Transcription factor TFAP2A drives EMT progress by activating BDKRB1 transcription: The potential mechanism by which TFAP2A promotes idiopathic pulmonary fibrosis.

Abstract

Epithelial-mesenchymal transition (EMT)-inducing signals trigger the accumulation of extracellular matrix, thereby contributing to organ pathology, including idiopathic pulmonary fibrosis (IPF). Transcription factor AP-2 alpha (TFAP2A) has been reported to facilitate the EMT process, but its function in IPF remain unknown. A mouse IPF model was established via single intratracheal instillation of bleomycin (BLM). Adenovirus carrying shRNA specifically targeting TFAP2A was administered 24 h prior to BLM challenge to achieve TFAP2A silencing. For in vitro studies, human bronchial epithelial cells (BEAS-2B) underwent lentivirus infection for 48 h to achieve TFAP2A silencing, followed by BLM treatment. We found that the expression of TFAP2A at both mRNA and protein levels was significantly upregulated in fibrotic lung tissue. TFAP2A knockdown alleviated BLM-induced lung injury and fibrosis, as evidenced by reduced collagen deposition and decreased expression of the fibrotic biomarkers α-SMA and Collagen I. Furthermore, TFAP2A silencing inhibited BLM-induced EMT in in the lungs of fibrotic mice, characterized by the upregulation of epithelial markers (Cytokeratin-8 and E-cadherin) and downregulation of mesenchymal markers (Fibronectin, Vimentin, and N-cadherin). In vitro assays demonstrated that BLM exposure increased α-SMA protein expression and promoted the EMT process in BEAS-2B cells, which were reversed by TFAP2A knockdown.
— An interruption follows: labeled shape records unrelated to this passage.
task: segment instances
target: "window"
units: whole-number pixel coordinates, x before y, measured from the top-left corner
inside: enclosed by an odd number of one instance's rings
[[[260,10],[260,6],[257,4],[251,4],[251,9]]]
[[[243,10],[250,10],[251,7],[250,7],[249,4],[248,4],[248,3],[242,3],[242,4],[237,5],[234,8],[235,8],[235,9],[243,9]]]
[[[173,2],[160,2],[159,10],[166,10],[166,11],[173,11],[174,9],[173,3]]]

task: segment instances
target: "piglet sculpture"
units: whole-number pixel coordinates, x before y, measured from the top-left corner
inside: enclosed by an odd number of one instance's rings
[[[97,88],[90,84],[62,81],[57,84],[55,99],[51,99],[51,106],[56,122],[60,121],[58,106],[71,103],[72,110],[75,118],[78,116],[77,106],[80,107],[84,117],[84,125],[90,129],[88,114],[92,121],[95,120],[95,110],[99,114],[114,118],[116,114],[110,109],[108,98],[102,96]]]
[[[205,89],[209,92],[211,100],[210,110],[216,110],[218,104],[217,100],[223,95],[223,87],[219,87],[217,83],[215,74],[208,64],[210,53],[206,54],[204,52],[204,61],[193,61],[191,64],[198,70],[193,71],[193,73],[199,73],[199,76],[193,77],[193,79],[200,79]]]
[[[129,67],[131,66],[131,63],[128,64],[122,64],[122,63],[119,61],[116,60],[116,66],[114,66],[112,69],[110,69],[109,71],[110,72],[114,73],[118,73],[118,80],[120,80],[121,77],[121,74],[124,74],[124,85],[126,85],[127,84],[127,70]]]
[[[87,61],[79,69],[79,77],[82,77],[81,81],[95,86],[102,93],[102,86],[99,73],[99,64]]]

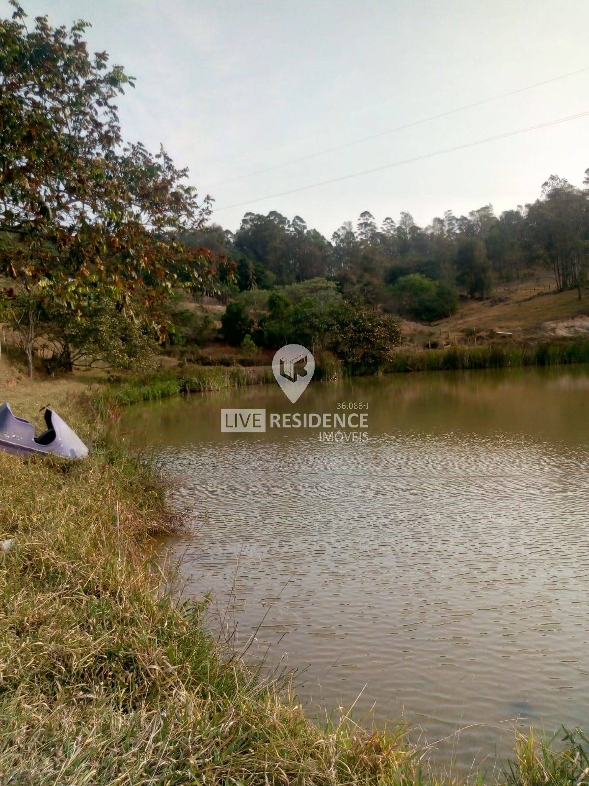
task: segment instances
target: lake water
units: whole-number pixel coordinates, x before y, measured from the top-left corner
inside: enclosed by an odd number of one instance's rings
[[[368,440],[221,434],[221,407],[368,412]],[[436,761],[589,720],[589,370],[391,375],[131,408],[173,477],[186,592],[311,713],[374,705]],[[365,406],[368,405],[368,410]],[[218,624],[212,615],[211,625]],[[359,696],[359,698],[358,698]]]

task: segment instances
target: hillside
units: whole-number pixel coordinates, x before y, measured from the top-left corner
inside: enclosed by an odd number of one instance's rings
[[[549,287],[552,286],[551,290]],[[496,332],[511,333],[498,336]],[[550,279],[498,287],[486,300],[462,298],[458,311],[431,325],[406,322],[407,340],[471,343],[477,340],[542,340],[589,334],[589,290],[554,291]]]

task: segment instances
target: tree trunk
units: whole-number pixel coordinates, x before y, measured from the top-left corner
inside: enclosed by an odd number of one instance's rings
[[[27,368],[28,369],[28,377],[33,378],[33,347],[30,342],[27,342]]]

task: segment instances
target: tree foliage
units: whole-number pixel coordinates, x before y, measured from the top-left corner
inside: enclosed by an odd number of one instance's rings
[[[211,255],[177,239],[203,226],[210,200],[163,148],[124,143],[115,101],[134,81],[106,53],[89,54],[85,22],[53,28],[39,17],[28,30],[11,3],[0,23],[0,273],[13,282],[5,296],[38,294],[46,310],[78,320],[100,299],[163,340],[172,287],[212,287]]]

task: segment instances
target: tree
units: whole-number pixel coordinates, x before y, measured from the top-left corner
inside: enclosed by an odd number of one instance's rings
[[[239,300],[230,303],[221,318],[221,332],[227,343],[240,347],[243,339],[251,332],[254,321],[247,314],[246,307]]]
[[[329,319],[327,348],[356,373],[376,373],[401,342],[398,319],[361,301],[344,301]]]
[[[463,240],[456,252],[456,281],[470,297],[485,298],[491,289],[491,266],[482,241]]]
[[[365,210],[360,214],[358,219],[358,239],[364,243],[370,243],[376,234],[376,222],[372,214]]]
[[[53,28],[39,17],[28,31],[11,5],[0,24],[0,234],[11,239],[0,273],[21,300],[38,295],[40,309],[82,321],[106,298],[163,340],[172,287],[214,279],[210,256],[177,240],[203,225],[210,200],[163,148],[123,144],[114,102],[134,82],[105,53],[89,55],[85,22]]]
[[[398,278],[392,288],[401,314],[425,322],[448,317],[458,307],[455,290],[420,273]]]

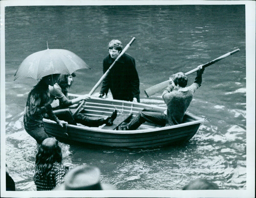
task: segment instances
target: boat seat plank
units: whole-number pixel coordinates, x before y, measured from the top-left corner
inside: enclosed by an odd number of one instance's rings
[[[124,122],[128,121],[132,116],[132,114],[118,114],[116,118],[113,121],[113,125],[111,126],[105,125],[101,128],[102,129],[108,129],[110,130],[118,130],[118,127]]]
Interestingly, TFAP2A significantly upregulated the RNA level of bradykinin receptor B1 (BDKRB1), a fibrosis-inducing factor. Mechanistically, TFAP2A activated BDKRB1 transcription by binding to the promoter of BDKRB1. Overexpression of BDKRB1 abrogated the protective effects of TFAP2A knockdown against lung fibrosis. Overall, our findings demonstrate that TFAP2A drives EMT progression and promotes IPF development by transcriptionally activating BDKRB1, identifying the TFAP2A/BDKRB1 axis as a potential therapeutic target in IPF.